吸って、吐く、一連の所作の中にひかりを閉じ込めては指先に行き渡るように手を振る、手を振って、見送る夏。
物静かに引いてゆくかなしい水位の、鏡のように凪いだ水面に浮べ溶かす過分のひかり。ひとつ、ふたつ、と連鎖する別れを繰り返しきみに告げる、その為にあるかのような数え歌。
遠い川原で石を積み上げるような表情の呼気を重ね、溶け切らず積み上げる侭に従い下のほうから揮発するかなしげな羽ばたきを見つめている。
翅の微動に、ひかりが霧散しうつくしい群青を撒く。中てられて、僕の全身の皮膚は青褪めている。
(けれど、僕はもっとも薄みず色の中に、いる
目蓋を落とす。やわらかななかにも鋭い直線を引いた両手が、遠くなり霞む初恋の詩篇さえ遊ばせるほどに、かなしく青褪めている。
何かしら濡れ、くらい色で、極めて静かに、褪めきっている。
気がつけば書き起こしていたやはり直線の告白に輝度高く目映い花々の感傷の色彩を、重ね、重ね、埋めてゆく。
色彩を忘れ画布の永遠に溶け入ろうとするきみに此処から手を振る、振り続ける、と、指先に行き渡るひかりや、群青。
ひかりに倦む指できみが滲む夏という季節の絵画の凹凸をなぞる、白い灯台の起伏、風に梳られる丘の上の緑青、這う蛇の舌。

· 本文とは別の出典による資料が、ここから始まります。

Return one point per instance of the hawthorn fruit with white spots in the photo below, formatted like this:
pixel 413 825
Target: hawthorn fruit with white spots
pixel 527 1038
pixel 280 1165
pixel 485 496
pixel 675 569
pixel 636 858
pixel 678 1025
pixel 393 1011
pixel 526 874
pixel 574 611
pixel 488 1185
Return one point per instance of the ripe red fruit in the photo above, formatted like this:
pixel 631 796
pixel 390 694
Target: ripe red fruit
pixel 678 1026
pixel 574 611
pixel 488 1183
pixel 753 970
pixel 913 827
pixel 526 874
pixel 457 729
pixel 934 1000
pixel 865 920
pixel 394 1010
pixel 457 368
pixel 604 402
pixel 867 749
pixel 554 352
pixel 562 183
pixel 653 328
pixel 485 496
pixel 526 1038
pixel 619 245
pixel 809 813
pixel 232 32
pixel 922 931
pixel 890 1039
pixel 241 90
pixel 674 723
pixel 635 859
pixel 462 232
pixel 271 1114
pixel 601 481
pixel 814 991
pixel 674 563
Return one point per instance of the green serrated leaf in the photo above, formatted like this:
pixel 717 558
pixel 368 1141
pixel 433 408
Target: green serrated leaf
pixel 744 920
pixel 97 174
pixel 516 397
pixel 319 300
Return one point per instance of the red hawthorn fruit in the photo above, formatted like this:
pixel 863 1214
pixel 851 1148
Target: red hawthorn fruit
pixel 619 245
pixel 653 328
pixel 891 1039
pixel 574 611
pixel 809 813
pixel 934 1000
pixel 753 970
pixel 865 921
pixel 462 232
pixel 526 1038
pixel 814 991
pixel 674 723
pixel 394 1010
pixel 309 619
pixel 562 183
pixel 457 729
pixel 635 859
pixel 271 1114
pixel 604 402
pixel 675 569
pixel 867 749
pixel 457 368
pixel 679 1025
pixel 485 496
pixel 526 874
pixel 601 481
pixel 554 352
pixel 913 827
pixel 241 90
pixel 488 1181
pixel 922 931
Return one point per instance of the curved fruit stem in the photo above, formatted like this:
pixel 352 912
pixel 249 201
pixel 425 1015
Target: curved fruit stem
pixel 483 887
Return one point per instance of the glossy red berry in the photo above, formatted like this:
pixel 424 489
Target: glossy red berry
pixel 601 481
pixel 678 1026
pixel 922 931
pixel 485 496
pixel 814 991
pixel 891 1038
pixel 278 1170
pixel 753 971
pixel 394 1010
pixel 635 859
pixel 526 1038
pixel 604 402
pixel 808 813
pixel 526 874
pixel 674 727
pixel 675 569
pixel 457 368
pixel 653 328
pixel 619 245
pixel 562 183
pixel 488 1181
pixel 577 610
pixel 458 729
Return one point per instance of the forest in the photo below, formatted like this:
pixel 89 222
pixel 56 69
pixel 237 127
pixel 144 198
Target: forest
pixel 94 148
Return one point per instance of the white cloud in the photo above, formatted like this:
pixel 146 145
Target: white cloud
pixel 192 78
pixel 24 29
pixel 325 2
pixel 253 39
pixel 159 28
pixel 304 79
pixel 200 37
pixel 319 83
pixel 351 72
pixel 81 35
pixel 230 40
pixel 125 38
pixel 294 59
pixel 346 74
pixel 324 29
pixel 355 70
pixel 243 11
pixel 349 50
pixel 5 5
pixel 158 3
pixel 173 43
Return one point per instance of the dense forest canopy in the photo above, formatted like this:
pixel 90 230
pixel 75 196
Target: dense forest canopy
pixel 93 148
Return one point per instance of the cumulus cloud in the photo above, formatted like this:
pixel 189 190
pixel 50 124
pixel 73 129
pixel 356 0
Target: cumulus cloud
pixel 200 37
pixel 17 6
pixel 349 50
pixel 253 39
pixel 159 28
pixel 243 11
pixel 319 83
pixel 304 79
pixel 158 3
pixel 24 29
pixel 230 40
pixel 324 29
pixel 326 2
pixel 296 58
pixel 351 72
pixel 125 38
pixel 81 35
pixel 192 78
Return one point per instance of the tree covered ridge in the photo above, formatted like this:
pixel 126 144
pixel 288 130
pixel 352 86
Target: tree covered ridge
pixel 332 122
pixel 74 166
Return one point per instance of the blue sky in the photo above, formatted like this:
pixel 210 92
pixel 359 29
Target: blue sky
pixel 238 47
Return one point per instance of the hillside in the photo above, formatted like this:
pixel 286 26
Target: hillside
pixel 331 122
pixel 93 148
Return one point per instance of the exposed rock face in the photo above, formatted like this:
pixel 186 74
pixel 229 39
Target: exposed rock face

網膜に、静かに行き渡る青い絵画。
(此処にあっても、僕はもっとも薄みず色の中に、いる
(遠くなりゆく季節、夏に行き渡る
テレビジョンの人々、くらい群集は、険しい幾何学の卵巣の中でトリコロールの夢に溺れながら、息絶え絶えにかなしいニュースを演じている。
やさしい色の服を纏う一人の女性としてのきみもまたトリコロールの夢。嗚呼、それでも其処は、夏は。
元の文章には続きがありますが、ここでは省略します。